Like many figures in the racist “alt-right,” Taylor praised Donald Trump’s victory in the Presidential election on Nov. 9, 2016. In an post-election interview with Vox.com, referring to Trump, he stated, “For those of us who have been trying to slow the dispossession of whites, all of his policies — at least, those pertaining to immigration — align very nicely with the sorts of things we’ve been saying for many years.” But Taylor was also realistic about the likelihood of Trump fulfilling his pledged campaign goals on immigration, saying: “I’m not convinced he’s going to build a wall. I’m not convinced he’s going to persuade 13 million illegal immigrants to leave the country. If he actually did those things, I’d very much applaud.” Only days after Trump’s surprising victory over Hillary Clinton, the NPI held its fall conference on Nov. 19, 2016, in Washington, D.C. In what he later described as a moment of exuberance, Spencer, flush with victory, offered the toast, “Hail Trump, hail our people, hail victory!” to the nearly 200 attendees. He was met with a handful of stiff-armed salutes from the crowd. The gesture electrified the more radical sectors of the white supremacy movement while generating stern disappointment from some of its elder statesmen, including Taylor. When asked about the incident, Taylor told Kristoffer Ronneberg: “I was as shocked as anyone by all of that. The alt-right is a very broad movement. I have always known that there were at least anonymous Twitter accounts that are openly Nazi and anti-Semitic, but I did not think that Richard Spencer was that sort of person. I was shocked by these images that we’ve seen.” 

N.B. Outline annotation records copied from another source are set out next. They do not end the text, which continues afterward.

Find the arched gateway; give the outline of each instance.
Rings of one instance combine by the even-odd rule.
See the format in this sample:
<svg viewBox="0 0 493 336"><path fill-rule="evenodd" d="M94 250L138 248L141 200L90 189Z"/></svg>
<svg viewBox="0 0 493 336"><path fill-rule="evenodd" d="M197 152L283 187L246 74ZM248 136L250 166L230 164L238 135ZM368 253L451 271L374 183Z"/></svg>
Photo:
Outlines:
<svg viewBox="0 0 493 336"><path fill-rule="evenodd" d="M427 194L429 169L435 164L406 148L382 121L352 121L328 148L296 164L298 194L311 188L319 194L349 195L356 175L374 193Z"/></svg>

On Dec. 18, 2017, Taylor’s Twitter account, as well as the account for American Renaissance and other white nationalists, was suspended. This was part of Twitter’s new rules banning accounts promoting hate speech and violence. In February 2018, Taylor filed a lawsuit against Twitter on First Amendment grounds. He is being represented by Marc Randazza, who has represented other neo-Nazis including Andrew Anglin of the Daily Stormer. In June 2018, a state judge ruled that the lawsuit could proceed.

Since 2012, Taylor and fellow American Renaissance members have held their annual conference at the Montgomery Bell State Park Inn and Conference Center in Burns, Tennessee, renting guest rooms and the facility’s 300-seat conference hall. When they attempted to reserve the facility for their May 2019 conference, they were informed by the Tennessee Department of Environment and Conservation (TDEC) that their contract would be revised from previous years. Specifically, Taylor was informed that American Renaissance would be responsible for both the cost of extra security guards and any property damage caused by protesters. (Anti-racist activists had appeared outside the April 2018 meeting, requiring the deployment of additional park rangers, police dogs and other resources.) In response to this new security fee, Taylor filed a federal lawsuit on Sept. 6, 2018, against TDEC, alleging that the state of Tennessee is imposing an “unconstitutional security fee” to ensure public safety and to cover any damages caused to park facilities.

During the weekend of March 9-11, 2018, Taylor attended the first national conference of Identity Evropa (IE), held in Nashville, Tennessee. Titled “Leading Our People Forward 2018,” the conference was led by IE Executive Director Patrick Casey and was also attended by former KKK lawyer Sam Dickson. IE describes itself as an “identitarian” group that advocates for the preservation of Western culture and the creation of a white ethno-state, and opposes multiculturalism. Taylor’s presence at the IE meeting was a clear indication of his endorsement of the group’s goals and strategies.